Tudo começou pela vontade que o encenador tinha, há muitos anos, de trabalhar com os bailarinos Sofia Dias e Vítor Roriz, dupla em palco e na vida (não só costumam dançar juntos como formam um casal), com quem diz sempre ter partilhado uma paixão pela linguagem. Depois veio a peça.
“Esta é a minha tragédia preferida do Shakespeare, é imperfeita, estranha, mal amada, onde ele arrisca imenso: com a linguagem e as personagens, com a ideia de mulher, com o jogo de poder, político, físico e social”. Por tudo isto, conta o encenador, a peça sempre esteve na pilha das que gostaria de tratar um dia (mas não necessariamente de encenar, até porque considera ainda não ter o estofo teatral necessário para o fazer).
Até que a altura chegou. “Quis desafiar o Vítor e a Sofia para serem intérpretes de uma peça de teatro.
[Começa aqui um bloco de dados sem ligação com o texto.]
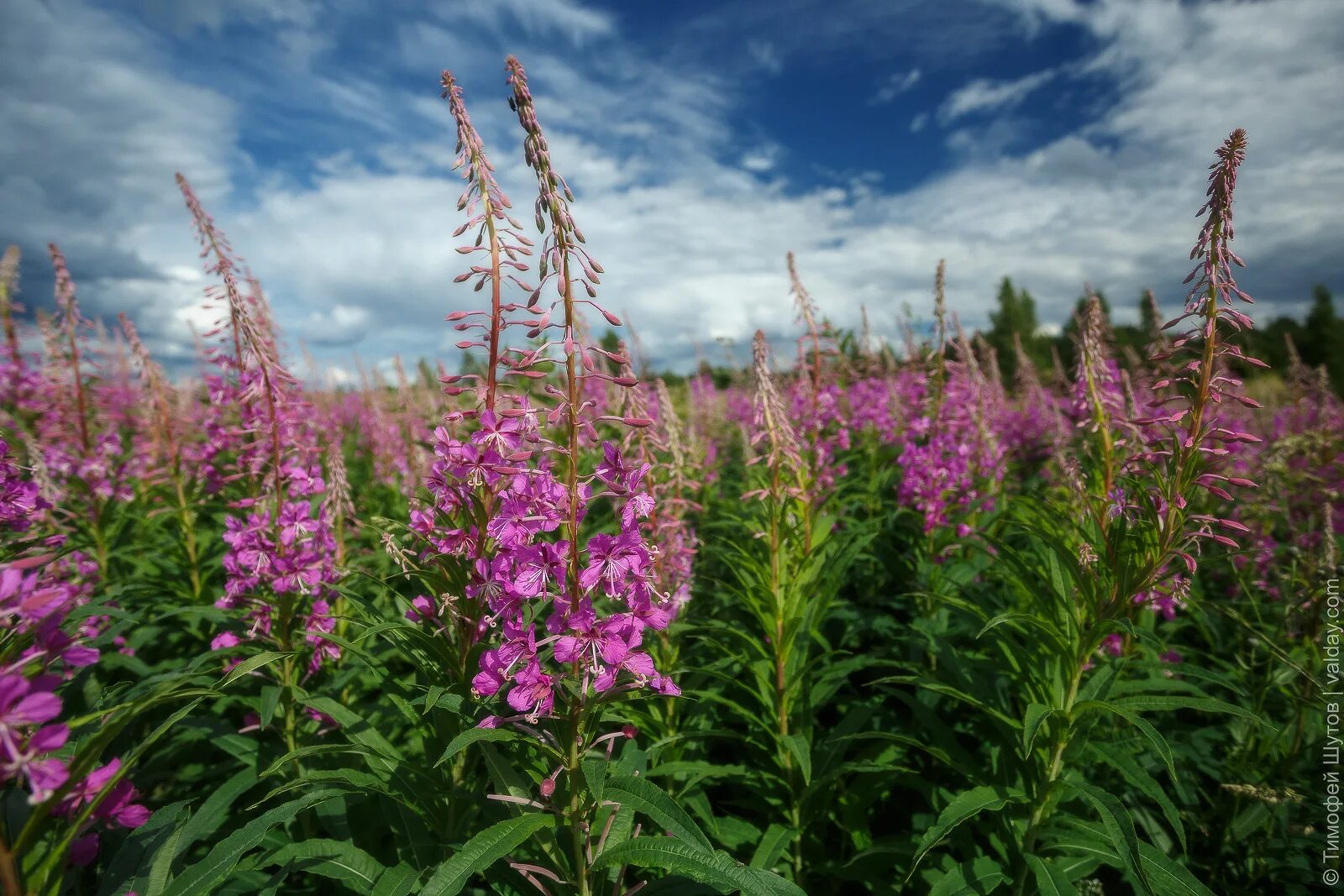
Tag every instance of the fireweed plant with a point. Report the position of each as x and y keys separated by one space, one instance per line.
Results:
x=992 y=613
x=1086 y=590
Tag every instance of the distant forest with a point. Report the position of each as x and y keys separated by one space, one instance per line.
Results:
x=1015 y=332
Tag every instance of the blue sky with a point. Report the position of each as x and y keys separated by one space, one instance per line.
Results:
x=1054 y=141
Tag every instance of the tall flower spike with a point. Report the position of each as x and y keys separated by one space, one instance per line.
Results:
x=71 y=328
x=781 y=452
x=497 y=235
x=1187 y=430
x=8 y=281
x=812 y=345
x=159 y=391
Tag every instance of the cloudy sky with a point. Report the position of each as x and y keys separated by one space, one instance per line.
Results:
x=1047 y=140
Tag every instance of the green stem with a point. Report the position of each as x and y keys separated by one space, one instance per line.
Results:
x=1057 y=762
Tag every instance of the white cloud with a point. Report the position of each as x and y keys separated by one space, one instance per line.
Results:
x=358 y=253
x=761 y=159
x=538 y=18
x=893 y=86
x=981 y=96
x=766 y=55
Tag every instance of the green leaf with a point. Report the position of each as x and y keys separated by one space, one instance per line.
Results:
x=269 y=700
x=776 y=840
x=396 y=882
x=1037 y=714
x=1175 y=701
x=967 y=805
x=483 y=851
x=714 y=868
x=333 y=859
x=1050 y=880
x=253 y=664
x=214 y=812
x=215 y=867
x=470 y=736
x=1137 y=777
x=645 y=797
x=1171 y=878
x=800 y=750
x=971 y=879
x=1137 y=721
x=1120 y=831
x=595 y=773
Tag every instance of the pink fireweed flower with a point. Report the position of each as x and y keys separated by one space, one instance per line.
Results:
x=1191 y=432
x=508 y=492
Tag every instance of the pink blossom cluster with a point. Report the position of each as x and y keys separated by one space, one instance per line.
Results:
x=952 y=464
x=35 y=600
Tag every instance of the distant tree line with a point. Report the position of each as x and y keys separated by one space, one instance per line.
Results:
x=1317 y=340
x=1015 y=332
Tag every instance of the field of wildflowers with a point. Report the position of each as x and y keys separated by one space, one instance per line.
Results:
x=840 y=624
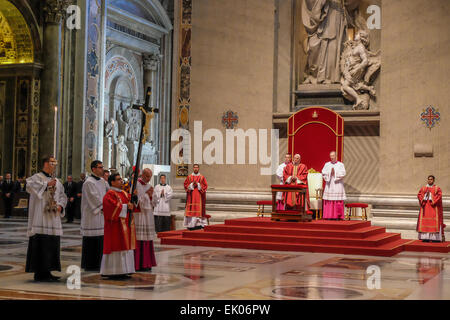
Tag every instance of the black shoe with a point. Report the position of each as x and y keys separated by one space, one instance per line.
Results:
x=117 y=277
x=54 y=278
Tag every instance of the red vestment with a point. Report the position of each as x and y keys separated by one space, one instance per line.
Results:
x=300 y=171
x=431 y=215
x=119 y=236
x=195 y=199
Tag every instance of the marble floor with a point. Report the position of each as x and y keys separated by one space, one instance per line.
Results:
x=228 y=274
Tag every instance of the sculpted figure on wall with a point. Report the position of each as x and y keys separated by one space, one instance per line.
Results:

E pensei que António e Cleópatra seria perfeito. São também uma dupla, amorosa e que trabalha em conjunto, são políticos e dominam uma parte do mundo juntos. São uma espécie de Romeu e Julieta com muitos anos de vida em cima”, diz o encenador, lembrando que também Elizabeth Taylor e Richard Burton eram um casal.
O resultado é não uma adaptação de Shakespeare, assegura, mas um António e Cleópatra herdeiro de todos os seus antepassados, sobretudo de Shakespeare e Plutarco. Um António e Cleópatra feito de vários romances. Mas com uma morte muito própria.